I have a list of origins and destinations along with their geo coordinates. I need to calculate the minimum distance for each origin to the destinations.
Below is my code:
import pyspark.sql.functions as F
from haversine import haversine_vector, Unit
data1 = [("A", (45.7597, 4.8422)), ("B", (46.7431, 5.8422))]
columns1 = ["Origin", "Origin_Geo"]
df1 = spark.createDataFrame(data=data1, schema=columns1)
data2 = [("Destin1", (48.8567, 2.3508)), ("Destin2", (40.7033962, -74.2351462))]
columns2 = ["Destination", "Destination_Geo"]
df2 = spark.createDataFrame(data=data2, schema=columns2)
df = df1.crossJoin(df2)
df.withColumn(
"Distance", haversine_vector(F.col("Origin_Geo"), F.col("Destination_Geo"))

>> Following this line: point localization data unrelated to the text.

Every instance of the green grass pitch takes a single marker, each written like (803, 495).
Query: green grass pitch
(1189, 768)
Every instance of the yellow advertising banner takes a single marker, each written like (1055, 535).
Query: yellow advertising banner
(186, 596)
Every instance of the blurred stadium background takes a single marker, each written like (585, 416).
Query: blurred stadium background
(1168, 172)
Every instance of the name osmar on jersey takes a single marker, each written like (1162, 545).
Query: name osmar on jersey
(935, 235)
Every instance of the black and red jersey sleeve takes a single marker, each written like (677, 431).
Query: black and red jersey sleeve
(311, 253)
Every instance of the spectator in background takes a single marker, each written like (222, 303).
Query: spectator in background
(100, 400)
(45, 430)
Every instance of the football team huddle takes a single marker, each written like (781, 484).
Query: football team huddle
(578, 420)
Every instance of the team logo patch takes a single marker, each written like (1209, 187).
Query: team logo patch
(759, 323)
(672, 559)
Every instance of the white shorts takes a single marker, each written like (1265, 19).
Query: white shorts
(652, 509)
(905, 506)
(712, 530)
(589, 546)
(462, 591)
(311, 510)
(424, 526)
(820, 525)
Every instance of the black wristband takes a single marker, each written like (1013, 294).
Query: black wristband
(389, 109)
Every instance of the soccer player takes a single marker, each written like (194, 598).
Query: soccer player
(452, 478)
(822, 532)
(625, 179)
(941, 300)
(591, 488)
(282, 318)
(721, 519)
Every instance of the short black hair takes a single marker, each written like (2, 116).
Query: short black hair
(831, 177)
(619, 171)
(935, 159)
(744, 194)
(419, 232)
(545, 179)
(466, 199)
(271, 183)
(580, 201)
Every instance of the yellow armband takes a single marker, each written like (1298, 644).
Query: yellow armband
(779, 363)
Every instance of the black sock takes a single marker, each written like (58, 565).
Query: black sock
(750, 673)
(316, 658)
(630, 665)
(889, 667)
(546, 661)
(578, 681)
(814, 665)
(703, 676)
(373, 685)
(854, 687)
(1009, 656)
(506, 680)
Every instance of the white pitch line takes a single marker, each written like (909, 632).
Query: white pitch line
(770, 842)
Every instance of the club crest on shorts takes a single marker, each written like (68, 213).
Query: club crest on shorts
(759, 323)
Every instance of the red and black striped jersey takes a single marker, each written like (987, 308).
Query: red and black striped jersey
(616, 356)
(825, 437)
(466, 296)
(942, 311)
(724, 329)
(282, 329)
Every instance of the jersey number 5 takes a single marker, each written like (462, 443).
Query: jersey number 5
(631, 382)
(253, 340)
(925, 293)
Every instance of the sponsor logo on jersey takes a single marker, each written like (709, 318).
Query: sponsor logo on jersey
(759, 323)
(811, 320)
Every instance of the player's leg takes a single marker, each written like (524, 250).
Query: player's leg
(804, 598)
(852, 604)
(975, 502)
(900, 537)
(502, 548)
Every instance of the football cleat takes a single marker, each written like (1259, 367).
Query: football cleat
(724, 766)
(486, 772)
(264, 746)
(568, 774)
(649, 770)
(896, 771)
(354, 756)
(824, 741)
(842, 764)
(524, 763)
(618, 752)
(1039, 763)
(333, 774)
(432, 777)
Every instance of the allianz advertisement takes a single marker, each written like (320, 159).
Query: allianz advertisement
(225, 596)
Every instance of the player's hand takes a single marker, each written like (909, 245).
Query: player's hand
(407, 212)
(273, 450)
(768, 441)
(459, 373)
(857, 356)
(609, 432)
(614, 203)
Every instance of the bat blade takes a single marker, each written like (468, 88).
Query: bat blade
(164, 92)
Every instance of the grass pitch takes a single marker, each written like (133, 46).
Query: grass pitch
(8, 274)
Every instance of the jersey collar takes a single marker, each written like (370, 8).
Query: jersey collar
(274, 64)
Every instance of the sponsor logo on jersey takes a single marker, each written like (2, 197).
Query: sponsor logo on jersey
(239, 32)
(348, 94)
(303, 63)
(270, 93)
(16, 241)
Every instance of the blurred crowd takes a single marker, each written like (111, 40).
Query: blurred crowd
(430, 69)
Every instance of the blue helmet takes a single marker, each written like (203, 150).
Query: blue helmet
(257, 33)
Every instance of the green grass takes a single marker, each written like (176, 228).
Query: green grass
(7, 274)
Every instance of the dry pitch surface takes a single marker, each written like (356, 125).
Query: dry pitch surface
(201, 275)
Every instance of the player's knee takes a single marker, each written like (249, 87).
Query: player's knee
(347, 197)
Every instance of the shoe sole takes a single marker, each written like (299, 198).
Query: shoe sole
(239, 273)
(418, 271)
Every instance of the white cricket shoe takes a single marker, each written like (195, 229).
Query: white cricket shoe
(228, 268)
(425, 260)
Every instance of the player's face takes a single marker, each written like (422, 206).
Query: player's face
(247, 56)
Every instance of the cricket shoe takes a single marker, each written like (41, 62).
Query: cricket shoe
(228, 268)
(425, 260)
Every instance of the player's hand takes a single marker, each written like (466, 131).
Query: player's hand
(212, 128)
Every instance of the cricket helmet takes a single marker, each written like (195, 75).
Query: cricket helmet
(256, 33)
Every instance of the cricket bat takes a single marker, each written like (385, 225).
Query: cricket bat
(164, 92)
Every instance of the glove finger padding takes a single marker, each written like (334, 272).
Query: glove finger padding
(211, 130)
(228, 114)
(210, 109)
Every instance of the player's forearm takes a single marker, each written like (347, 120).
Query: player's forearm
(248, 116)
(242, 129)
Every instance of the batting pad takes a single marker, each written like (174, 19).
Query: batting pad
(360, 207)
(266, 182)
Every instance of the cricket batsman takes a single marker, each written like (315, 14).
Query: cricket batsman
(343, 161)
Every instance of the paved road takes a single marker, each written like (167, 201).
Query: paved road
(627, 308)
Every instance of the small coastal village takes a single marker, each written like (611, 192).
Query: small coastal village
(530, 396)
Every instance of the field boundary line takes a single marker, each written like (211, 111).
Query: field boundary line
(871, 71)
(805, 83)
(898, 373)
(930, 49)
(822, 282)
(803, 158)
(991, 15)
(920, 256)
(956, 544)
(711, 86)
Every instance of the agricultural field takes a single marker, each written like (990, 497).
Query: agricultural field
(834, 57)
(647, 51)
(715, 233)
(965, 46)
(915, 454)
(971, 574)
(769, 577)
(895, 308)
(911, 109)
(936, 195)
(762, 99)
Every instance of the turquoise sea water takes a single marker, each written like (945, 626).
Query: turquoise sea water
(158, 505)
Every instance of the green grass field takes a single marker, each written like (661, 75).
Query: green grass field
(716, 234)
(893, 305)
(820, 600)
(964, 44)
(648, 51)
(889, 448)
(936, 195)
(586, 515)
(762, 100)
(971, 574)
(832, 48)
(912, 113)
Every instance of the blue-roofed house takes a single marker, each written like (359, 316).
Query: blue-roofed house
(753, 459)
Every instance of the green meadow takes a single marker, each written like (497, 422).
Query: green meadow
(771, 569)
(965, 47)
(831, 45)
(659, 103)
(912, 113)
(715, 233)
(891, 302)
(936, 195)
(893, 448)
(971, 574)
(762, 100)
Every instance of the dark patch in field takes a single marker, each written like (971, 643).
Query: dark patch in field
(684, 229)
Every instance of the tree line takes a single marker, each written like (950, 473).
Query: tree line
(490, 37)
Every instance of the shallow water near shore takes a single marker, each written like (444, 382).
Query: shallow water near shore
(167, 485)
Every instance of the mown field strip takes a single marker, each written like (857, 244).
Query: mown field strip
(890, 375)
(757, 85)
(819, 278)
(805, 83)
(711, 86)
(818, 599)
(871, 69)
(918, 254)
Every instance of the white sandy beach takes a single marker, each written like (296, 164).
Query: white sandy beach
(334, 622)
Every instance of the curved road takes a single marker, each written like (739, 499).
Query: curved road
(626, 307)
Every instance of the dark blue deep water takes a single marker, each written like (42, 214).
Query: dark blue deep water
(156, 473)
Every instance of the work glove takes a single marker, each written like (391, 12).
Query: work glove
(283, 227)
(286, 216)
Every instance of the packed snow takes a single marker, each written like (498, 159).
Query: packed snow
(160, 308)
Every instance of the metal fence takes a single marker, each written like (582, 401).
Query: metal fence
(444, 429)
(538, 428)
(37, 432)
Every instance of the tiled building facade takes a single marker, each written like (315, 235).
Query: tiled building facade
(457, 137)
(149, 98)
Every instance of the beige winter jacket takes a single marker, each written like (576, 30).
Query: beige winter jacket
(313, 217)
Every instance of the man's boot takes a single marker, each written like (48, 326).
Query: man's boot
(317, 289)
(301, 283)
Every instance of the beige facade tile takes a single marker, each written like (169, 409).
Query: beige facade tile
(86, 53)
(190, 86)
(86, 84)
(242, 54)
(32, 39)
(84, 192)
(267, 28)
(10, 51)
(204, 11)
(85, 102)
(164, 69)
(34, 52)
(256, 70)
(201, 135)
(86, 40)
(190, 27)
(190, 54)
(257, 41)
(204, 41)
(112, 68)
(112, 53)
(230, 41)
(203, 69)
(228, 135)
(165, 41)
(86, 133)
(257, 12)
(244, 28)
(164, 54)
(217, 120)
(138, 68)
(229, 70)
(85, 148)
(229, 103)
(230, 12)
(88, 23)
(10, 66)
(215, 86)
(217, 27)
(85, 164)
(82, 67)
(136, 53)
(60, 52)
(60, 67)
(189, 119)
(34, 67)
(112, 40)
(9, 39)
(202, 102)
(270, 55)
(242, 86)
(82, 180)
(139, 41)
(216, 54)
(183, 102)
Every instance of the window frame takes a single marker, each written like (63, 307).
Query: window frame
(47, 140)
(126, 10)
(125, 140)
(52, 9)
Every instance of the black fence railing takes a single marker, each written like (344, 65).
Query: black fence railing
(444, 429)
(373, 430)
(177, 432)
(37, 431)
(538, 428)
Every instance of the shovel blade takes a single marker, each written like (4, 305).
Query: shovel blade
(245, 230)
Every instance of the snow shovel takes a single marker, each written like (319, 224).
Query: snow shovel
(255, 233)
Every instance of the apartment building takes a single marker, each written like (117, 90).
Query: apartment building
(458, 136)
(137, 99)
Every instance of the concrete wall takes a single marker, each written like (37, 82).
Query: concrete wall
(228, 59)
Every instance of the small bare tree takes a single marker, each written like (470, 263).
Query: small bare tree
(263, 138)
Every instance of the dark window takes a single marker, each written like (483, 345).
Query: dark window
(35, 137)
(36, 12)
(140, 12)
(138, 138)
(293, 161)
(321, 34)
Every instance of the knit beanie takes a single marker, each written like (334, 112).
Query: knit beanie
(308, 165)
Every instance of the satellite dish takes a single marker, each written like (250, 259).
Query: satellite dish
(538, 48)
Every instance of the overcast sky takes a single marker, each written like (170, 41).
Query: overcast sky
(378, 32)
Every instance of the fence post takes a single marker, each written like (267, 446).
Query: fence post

).groupBy("Origin").agg(F.min("Distance").alias("Min_Distance")).show()
I got error like below:
IndexError: too many indices for array: array is 0-dimensional, but 2 were indexed
my question is:
it seems that there is something wrong with
withColumn('Distance', haversine_vector(F.col('Origin_Geo'), F.col('Destination_Geo')))
. I do not know why. (I'm new to pyspark..)I have a long list of origins and destinations (both over 30K). Cross join generate numerous combinations of origins and destinations. I wonder if there is any more efficient way to get the min distance?
Thanks a lot in advance.